Citation: Sciolino NR, Plummer NW, Chen YW, Alexander GM, Robertson SD, Dudek SM, McElligott ZA, Jensen P. 2016. Recombinase-dependent mouse lines for chemogenetic activation of genetically defined cell types. Cell Rep 15(11):2563−2573. (Story)

Heavy air pollution exposure increases risk of Parkinson’s disease for some

NIEHS researchers and their collaborators report no significant association between Parkinson’s disease (PD) risk in older adults and exposure to particulate matter in ambient or immediate surrounding air pollution. However, they did find that gender and smoking status make a difference.

Using data provided by the NIH-AARP Diet and Health Study, the scientists defined PD cases by contacting those who self-reported PD and confirming the diagnosis with a physician. They geocoded addresses of participants and members of a selected control group, and then determined their exposure to air pollution by integrating U.S. Environmental Protection Agency data. Exposure was defined as daily contact with particulate matter less than 10 microns (PM10) or 2.5 microns (PM2.5) in size, and hourly exposure to nitric dioxide.

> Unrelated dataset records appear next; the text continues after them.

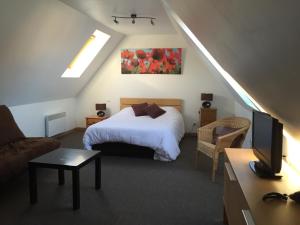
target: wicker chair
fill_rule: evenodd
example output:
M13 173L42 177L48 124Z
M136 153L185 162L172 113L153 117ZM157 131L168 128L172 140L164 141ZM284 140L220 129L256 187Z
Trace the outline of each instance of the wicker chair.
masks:
M217 120L198 129L198 143L196 150L196 168L198 165L199 153L202 152L212 158L212 181L215 181L215 173L218 168L219 154L225 148L240 148L245 140L251 122L242 117L229 117ZM212 144L213 132L216 127L238 128L229 134L219 136L216 143Z

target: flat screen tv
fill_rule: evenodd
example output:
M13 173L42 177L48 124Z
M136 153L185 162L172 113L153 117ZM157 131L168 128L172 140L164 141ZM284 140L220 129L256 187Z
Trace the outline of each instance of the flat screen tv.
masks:
M269 114L253 111L252 148L259 161L250 168L260 177L280 179L283 125Z

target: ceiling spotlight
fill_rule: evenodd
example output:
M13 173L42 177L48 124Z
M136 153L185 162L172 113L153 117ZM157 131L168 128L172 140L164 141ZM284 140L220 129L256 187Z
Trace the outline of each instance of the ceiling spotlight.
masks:
M154 24L155 24L153 19L150 20L150 23L151 23L152 26L154 26Z
M117 17L115 17L114 22L115 22L115 24L119 23L119 21L117 20Z
M130 17L132 18L132 24L135 24L136 14L131 14Z

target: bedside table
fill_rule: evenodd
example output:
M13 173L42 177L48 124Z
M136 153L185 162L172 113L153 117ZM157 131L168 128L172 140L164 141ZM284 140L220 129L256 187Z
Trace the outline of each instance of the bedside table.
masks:
M85 123L86 123L86 127L88 128L89 126L95 124L95 123L98 123L102 120L105 120L107 119L109 116L102 116L102 117L99 117L99 116L88 116L88 117L85 117Z
M217 109L215 108L201 108L199 111L200 127L216 121Z

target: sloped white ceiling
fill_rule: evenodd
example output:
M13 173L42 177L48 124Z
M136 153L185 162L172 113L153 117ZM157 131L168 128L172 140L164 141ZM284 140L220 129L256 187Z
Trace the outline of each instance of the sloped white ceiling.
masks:
M123 35L60 1L0 3L0 104L9 106L76 96ZM95 29L111 35L80 79L63 79Z
M225 70L300 138L300 2L164 1ZM114 30L127 34L174 31L158 0L2 0L0 6L0 104L76 96L122 39ZM112 24L112 14L130 13L158 17L157 26ZM96 28L112 36L109 43L82 78L61 79Z
M300 138L300 2L165 2L225 70Z

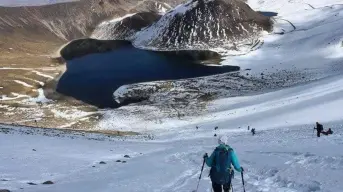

The researchers found an increased risk of PD in women exposed to higher levels of PM10, women exposed to PM2.5 and PM10 who had never smoked, and never-smokers exposed to PM2.5.

The harmful effects of air pollution on the heart and lungs are well-documented, although effects on the brain are less understood. The work provides evidence for some association between air quality and PD risk. (DB)

Citation: Liu R, Young MT, Chen JC, Kaufman JD, Chen H. 2016. Ambient air pollution exposures and risk of Parkinson Disease. Environ Health Perspect; doi:10.1289/EHP135 [Online 10 June 2016].

Scientists discover a role for transcription factor GLIS3 in spermatogenesis

For the first time, NIEHS researchers established the importance of Kruppel-like zinc finger transcription factor GLI-similar 3 (GLIS3) in spermatogenesis, or the production of sperm. The protein is important in a variety of body processes, and deficits in Glis3 lead to several conditions, such as diabetes. The new findings could be used to develop new therapies for male infertility.

The scientists used mice whose cells expressed fluorescent GLIS3 attached to a fusion protein to study protein expression, and used knockout mice that cannot produce GLIS3, to determine the effects of GLIS3 loss. Immunohistochemistry, flow cytometry, and quantitative real-time polymerase chain reaction (PCR) were used to determine that GLIS3 expression is limited to undifferentiated spermatogonia, an early stage of sperm. Cell proliferation assays, microarray, and PCR analysis further supported their findings that spermatogenesis is impaired in GLIS3 knockout mice.

This research illustrates the critical role of GLIS3 in spermatogonial stem cells. Without these undifferentiated stem cells, the testes are unable to make mature sperm. The researchers conclude that GLIS3 is also an important regulator of the proliferation and differentiation of spermatogonia. (SO)

Citation: Kang HS, Chen LY, Lichti-Kaiser K, Liao G, Gerrish K, Bortner CD, Yao HH, Eddy EM, Jetten AM. 2016. Transcription factor GLIS3: a new and critical regulator of postnatal stages of mouse spermatogenesis. Stem Cells; doi:10.1002/stem.2449 [Online 28 June 2016].